Micromobility isn’t dead – at least not in the US and Europe

A man riding an electric scooter past a cafe with an extended terrace made of wooden pallets in Paris in respect for social distancing due to the Covid-19 coronavirus pandemic. — AFP

An industry that seemed existentially threatened at the start of the pandemic is showing signs of life.

In American and European cities that have made progress on reopening their economies, demand for electric scooter, bike, and moped rental services is growing, several companies have reported. Ford Motor Co’s scooter subsidiary, Spin, has seen an increase in absolute ridership in a handful of cities where lockdown restrictions have eased, including Baltimore and Detroit, the company said. Rival Lime reported record growth in new user signups and in ridership in some cities; its fleet in London hit 4.5 trips per vehicle per day in June, more than double pre-pandemic averages, according to a recent blog post by Wayne Ting, Lime’s chief executive officer.

To shop for groceries, grab take-out, and get to outdoor recreation areas, riders are replacing what many consider less safe trips by bus, train or shared car with battery-boosted conveyances that zip through open air. "I think it’s a reflection of expanding use cases that people are relying on scooters for,” said Euwyn Poon, president and co-founder of Spin of the evolving urban transportation landscape.
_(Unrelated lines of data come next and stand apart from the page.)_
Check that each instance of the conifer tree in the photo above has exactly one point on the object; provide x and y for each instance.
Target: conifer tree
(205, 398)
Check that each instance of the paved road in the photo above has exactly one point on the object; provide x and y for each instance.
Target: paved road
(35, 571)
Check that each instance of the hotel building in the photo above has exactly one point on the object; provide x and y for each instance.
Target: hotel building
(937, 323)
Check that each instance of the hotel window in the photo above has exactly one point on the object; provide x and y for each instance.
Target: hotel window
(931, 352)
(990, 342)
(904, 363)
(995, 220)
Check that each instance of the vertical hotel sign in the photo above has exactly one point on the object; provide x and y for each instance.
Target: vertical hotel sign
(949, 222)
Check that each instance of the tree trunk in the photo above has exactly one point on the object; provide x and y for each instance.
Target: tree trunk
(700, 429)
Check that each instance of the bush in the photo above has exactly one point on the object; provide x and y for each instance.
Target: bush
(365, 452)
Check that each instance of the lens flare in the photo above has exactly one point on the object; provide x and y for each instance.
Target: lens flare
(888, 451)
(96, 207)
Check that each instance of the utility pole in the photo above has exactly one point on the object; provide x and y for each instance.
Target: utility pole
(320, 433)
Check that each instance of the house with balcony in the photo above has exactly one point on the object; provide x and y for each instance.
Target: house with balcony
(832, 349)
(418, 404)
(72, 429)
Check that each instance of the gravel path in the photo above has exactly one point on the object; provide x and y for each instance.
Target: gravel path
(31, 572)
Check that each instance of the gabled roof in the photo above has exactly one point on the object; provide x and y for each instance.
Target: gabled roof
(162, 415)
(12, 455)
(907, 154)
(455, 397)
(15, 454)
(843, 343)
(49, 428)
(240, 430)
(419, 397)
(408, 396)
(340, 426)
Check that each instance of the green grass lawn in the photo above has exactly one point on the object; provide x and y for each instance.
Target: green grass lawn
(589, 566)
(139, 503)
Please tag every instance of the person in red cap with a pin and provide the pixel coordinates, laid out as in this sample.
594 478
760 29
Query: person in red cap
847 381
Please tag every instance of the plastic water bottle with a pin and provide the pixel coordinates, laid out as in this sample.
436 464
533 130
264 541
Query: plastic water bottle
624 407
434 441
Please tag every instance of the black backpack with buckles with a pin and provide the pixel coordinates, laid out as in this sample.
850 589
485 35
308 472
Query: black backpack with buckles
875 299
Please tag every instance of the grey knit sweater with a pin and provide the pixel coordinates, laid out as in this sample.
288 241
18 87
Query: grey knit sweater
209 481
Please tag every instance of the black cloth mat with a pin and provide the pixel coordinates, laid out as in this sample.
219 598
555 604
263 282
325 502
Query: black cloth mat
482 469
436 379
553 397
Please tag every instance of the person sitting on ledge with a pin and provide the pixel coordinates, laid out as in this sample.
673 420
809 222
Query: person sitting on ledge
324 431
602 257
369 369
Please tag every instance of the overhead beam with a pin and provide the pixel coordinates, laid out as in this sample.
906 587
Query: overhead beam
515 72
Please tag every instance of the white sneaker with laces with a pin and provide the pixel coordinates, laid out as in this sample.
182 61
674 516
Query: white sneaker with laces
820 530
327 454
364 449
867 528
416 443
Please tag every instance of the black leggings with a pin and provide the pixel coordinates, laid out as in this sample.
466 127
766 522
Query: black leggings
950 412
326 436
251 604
The company operates scooters and bikes in about three dozen cities in the US and Germany. "We’re seeing a really optimistic trend around these kinds of vehicles.”

A recent McKinsey report found that while passenger-kilometers traveled on micromobility vehicles – both shared and privately owned – have declined 60% to 70% in Europe and the US so far this year, they are starting to show "a U-shape recovery”. And sharing services say they see longer trip distances and more rides originating within residential neighbourhoods rather than core commercial districts.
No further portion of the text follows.